Following defeat in World War II, the Japanese focused their energy on trade, and built the world's second biggest economy. But the party ended abruptly in 1990 with a property market crash. Since then the country has drifted in uncertainty and stagnation, with deep economic troubles worsened by a shrinking population.
Japan's internal troubles have not prevented it from seeking a greater role in global affairs by expanding its military capabilities, participating in all the major international organizations, and promoting trade relations in the developing world through investment and aid. Tokyo's growing international involvement is reflected in the World Cup, where Tokyo competed in the tournament for the first time in 1998 and then co-hosted the games with South Korea in 2002.
Japan's public has been decidedly ambivalent about the new internationalism, and participating in international affairs is not the same as leading in that arena. In the 2002 soccer tournament, Japan lagged sorely behind its neighbor and historic rival South Korea, much as the smaller Korean economy has shown more dynamism over the past two decades. In sum, Japan's football team has yet to show that it can perform at a level that befits a country of its stature. This is not for lack of trying -- the Japanese players, like Japanese corporate workers, are well known for their hard work and long hours, and head coach Takeshi Okada boasts that his team statistically outruns its opponents in most games. While tenacity and stamina may not take Japan far in the World Cup, those attributes no doubt will enable Tokyo to continue to compete in international affairs.
Nigeria vs. South Korea, Tuesday 20:30 [SAST]

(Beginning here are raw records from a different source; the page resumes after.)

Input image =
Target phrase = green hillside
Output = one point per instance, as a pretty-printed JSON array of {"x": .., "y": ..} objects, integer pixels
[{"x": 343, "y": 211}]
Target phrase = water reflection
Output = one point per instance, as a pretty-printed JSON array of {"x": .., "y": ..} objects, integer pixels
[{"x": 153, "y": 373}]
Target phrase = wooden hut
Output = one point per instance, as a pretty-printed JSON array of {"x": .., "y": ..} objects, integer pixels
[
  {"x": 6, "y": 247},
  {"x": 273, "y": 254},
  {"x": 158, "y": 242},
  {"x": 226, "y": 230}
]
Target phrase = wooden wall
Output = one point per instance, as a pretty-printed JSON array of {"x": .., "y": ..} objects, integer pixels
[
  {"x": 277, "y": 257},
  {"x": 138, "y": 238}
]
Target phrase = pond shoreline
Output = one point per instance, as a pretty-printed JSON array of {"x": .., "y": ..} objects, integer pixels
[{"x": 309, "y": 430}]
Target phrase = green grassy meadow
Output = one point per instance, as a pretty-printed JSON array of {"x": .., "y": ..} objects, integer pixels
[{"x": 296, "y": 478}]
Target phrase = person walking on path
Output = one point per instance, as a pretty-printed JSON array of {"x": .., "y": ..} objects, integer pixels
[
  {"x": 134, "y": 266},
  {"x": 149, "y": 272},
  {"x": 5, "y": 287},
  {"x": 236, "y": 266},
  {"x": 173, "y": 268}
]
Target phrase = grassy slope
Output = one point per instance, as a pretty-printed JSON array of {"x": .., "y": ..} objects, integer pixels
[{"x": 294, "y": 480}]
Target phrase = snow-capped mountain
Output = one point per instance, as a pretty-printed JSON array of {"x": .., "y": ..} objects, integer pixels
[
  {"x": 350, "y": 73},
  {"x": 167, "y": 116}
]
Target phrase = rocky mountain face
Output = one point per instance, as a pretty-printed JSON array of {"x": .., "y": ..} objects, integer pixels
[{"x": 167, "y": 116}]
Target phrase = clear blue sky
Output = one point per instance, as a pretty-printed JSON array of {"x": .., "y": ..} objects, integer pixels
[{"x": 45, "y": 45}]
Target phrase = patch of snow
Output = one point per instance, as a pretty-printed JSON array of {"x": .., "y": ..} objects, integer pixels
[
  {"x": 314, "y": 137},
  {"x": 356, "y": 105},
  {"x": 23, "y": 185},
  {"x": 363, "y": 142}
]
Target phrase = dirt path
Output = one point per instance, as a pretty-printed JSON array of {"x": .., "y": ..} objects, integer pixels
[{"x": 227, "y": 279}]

Nigeria is a country full of potential. With 150 million people, it is the most populous nation in sub-Saharan Africa, and with Nigeria's oil production of more than two million barrels per day, Angola is the only country in the region that comes close to matching its wealth in natural resources. Nigeria's GDP is topped in sub-Saharan Africa only by South Africa and yet Nigeria is widely viewed as somewhat of a disappointment geopolitically. The same applies to its national football team, the Super Eagles, one of the few symbols of unity in this fractious country. Nigeria is split between north and south: the north is Muslim and resource-poor, and the south is Christian and resource-rich. The two regions were held together for decades by a series of northern-based military dictatorships.
Nigerian football is an apt metaphor for the Nigerian state itself, which recently celebrated its 50th anniversary after achieving independence from Britain in 1960. Since then it has struggled as a series of military coups and a brief civil war have jeopardized its stability.
Northern generals who used the military to keep the country unified throughout its most tumultuous period eventually made way for a nominally democratic government to assume power in 1999, at which point Nigeria began to be ruled by a different sort of cabal known as the People's Democratic Party (PDP). This group is also largely responsible for the activities of militant group Movement for the Emancipation of the Niger Delta (MEND) whose attacks against oil infrastructure in the Delta have hampered the country's daily production.
A telling indicator of Nigeria's state of affairs is probably evidenced by the fact that its football midfielder, Sani Kaita, has received more than 1,000 death threats after being booted from the match with a red card in the team's 2-1 loss to Greece. Nigerians know how to send a message, whether through militant pipeline attacks or on the pitch.